Pugh & Mollon cone-opponent model. Version of the Pugh & Mollon model (1979) in which the cone-opponent, second-site desensitization is implemented at a bipolar static non-linearity (Polden & Mollon, 1980). The nonlinearity is a sigmoidal function that compresses the response as the input is polarized either in the +S (or –[L+M]) direction or in the L+M or (–S) direction. The effect of the nonlinearity can be understood by assuming that the system needs a criterion change in response (ΔR) in order for a change in the input to be detected. At smaller excursions along the +S direction, a smaller change in the S-cone signal, ΔS1, is required to produce the criterion response than the change in signal, ΔS2, required at greater excursions.

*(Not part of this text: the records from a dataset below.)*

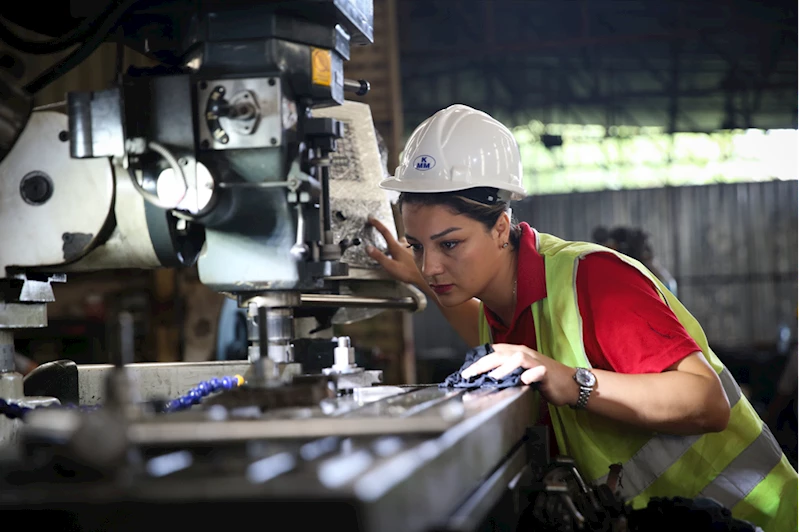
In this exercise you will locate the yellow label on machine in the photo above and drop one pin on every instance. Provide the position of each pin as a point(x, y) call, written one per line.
point(321, 67)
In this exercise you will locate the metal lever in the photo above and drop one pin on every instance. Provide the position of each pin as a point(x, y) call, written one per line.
point(359, 87)
point(299, 250)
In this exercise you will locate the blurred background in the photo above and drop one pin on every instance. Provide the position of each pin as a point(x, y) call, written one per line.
point(665, 129)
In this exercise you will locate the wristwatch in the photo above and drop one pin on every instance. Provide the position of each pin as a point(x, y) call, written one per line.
point(586, 381)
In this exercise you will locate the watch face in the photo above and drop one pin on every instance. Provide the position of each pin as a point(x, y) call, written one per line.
point(585, 377)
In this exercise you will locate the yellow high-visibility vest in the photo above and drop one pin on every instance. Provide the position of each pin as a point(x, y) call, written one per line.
point(742, 467)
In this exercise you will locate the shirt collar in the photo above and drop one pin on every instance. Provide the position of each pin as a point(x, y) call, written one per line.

Sensitivity should be greatest when the polarization is balanced, and the system is in the middle of the response range.
Polden, P. G., & Mollon, J. D. (1980). Reversed effect of adapting stimuli on visual sensitivity. Proceedings of the Royal Society of London. Series B: Biological Sciences, B 210, 235-272.
Pugh, E. N., Jr., & Mollon, J. D. (1979). A theory of the π1 and π3 color mechanisms of Stiles. Vision Research, 20, 293-312.